Pytorch-lightning: How to log hparams to Tensorboard?

Created on 24 Mar 2020  路  11Comments  路  Source: PyTorchLightning/pytorch-lightning

Hello! I'm trying to view my hparams on tensorboard, but can't actually see them there. As I understood from documentation, to log hparams one should add self.hparams in the __init__ of the LightningModule. Here's what I'm doing:

class MyModule(pl.LightningModule):
    def __init__(self,hparams):
        super().__init__()
        self.hparams =  Namespace(**{'learning_rate': hparams.learning_rate,
                                    'batch_size':hparams.batch_size,
                                    'normalize_embeddings':hparams.normalize_embeddings,
                                    'normalize': hparams.normalize,
                                    'k_neighbors':hparams.k_neighbors,
                                    'melspec_dir':hparams.melspec_dir})

My hparams also contain Trainer hparams, so to log only the right ones, I wrote this workaround. But anyway, I could not see any of my hparams. What could be the problem?

question

Most helpful comment

Ok, I did it. It looks like that TensorBoard won't display hparams if some previous runs were without them. So I had to start a new tb process with a clean logs directory.
Everything works normal now.

All 11 comments

Hi,

I am struggling with hparams since 2 days now too.
I do this:

class MyModule(pl.LightningModule):

    def __init__(self, hparams: dict):
        super(MyModule, self).__init__()
        self.hparams = hparams

There might be some magic going on when the module is loaded.
Did you try defining your Namespace outside, then passing it as hparams?

Thanks for the reply!

Did you try defining your Namespace outside, then passing it as hparams?

hparams, that I pass to __init__ of my module is already a Namespace that contains many hyperparameters, including those that I want to log in tensorboard.

I never tried it with a namespace, I always use dicts.
Did you try it with a dict?

No, I didn't
According to #651 hparams should be a Namespace object, so I assume that will not work, but I'll check.

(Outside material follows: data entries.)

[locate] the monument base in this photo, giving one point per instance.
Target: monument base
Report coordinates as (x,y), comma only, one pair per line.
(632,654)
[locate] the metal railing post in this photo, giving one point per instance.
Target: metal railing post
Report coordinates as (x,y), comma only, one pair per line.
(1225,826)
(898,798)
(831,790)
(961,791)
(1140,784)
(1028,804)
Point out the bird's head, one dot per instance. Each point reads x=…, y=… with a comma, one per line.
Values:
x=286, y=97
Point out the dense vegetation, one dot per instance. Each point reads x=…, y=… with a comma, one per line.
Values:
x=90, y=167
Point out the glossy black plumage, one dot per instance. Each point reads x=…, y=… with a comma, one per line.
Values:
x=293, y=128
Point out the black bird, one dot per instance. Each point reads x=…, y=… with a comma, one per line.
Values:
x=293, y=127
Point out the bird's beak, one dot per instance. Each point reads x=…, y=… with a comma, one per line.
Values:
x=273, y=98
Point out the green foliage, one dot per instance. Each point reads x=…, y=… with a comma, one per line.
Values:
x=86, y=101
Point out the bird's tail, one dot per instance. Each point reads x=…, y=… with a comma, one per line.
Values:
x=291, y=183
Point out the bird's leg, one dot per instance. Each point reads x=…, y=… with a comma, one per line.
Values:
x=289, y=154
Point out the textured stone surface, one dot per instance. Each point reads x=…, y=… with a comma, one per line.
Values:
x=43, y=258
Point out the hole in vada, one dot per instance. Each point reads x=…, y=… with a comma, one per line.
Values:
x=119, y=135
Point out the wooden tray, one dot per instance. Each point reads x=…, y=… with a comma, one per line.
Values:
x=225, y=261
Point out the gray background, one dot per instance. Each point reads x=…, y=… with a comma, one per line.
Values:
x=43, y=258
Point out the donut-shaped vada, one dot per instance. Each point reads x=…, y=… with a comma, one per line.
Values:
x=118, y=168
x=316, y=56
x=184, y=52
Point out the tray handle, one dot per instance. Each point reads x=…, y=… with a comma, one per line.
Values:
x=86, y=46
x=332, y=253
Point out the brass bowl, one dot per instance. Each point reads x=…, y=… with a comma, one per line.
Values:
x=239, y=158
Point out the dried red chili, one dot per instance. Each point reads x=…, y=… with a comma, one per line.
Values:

1228 is not related. That is about reporting metrics such as validation loss together with the set of hyperparameters.

Do you know when self.logger.log_hyperparams(hparams) is called? Does it happen at the end of training or every epoch?

when you overwrite it with a print you can see that it gets called at the very beginning of the training (not training step or epoch, the whole training).

I'm still not able to log any hparams to Tensorboard, although I exactly follow the documentation and do this:

class MyModule(pl.LightningModule):
  def __init__(self, hparams):
    super().__init__()
    self.hparams = hparams

,where hparams, that I'm passing to init are parser.parse_args()
Does anybody have similar problems?

I tried explicitly add hparams to tb like this:

 self.logger.experiment.add_hparams(
                                   hparam_dict= {'learning_rate': self.hparams.learning_rate},
                                   metric_dict = dict())

But that didn't work.

Ok, I did it. It looks like that TensorBoard won't display hparams if some previous runs were without them. So I had to start a new tb process with a clean logs directory.
Everything works normal now.

Oh Jesus, I've been wasting so much time debugging Lightning. Thank @RafailFridman .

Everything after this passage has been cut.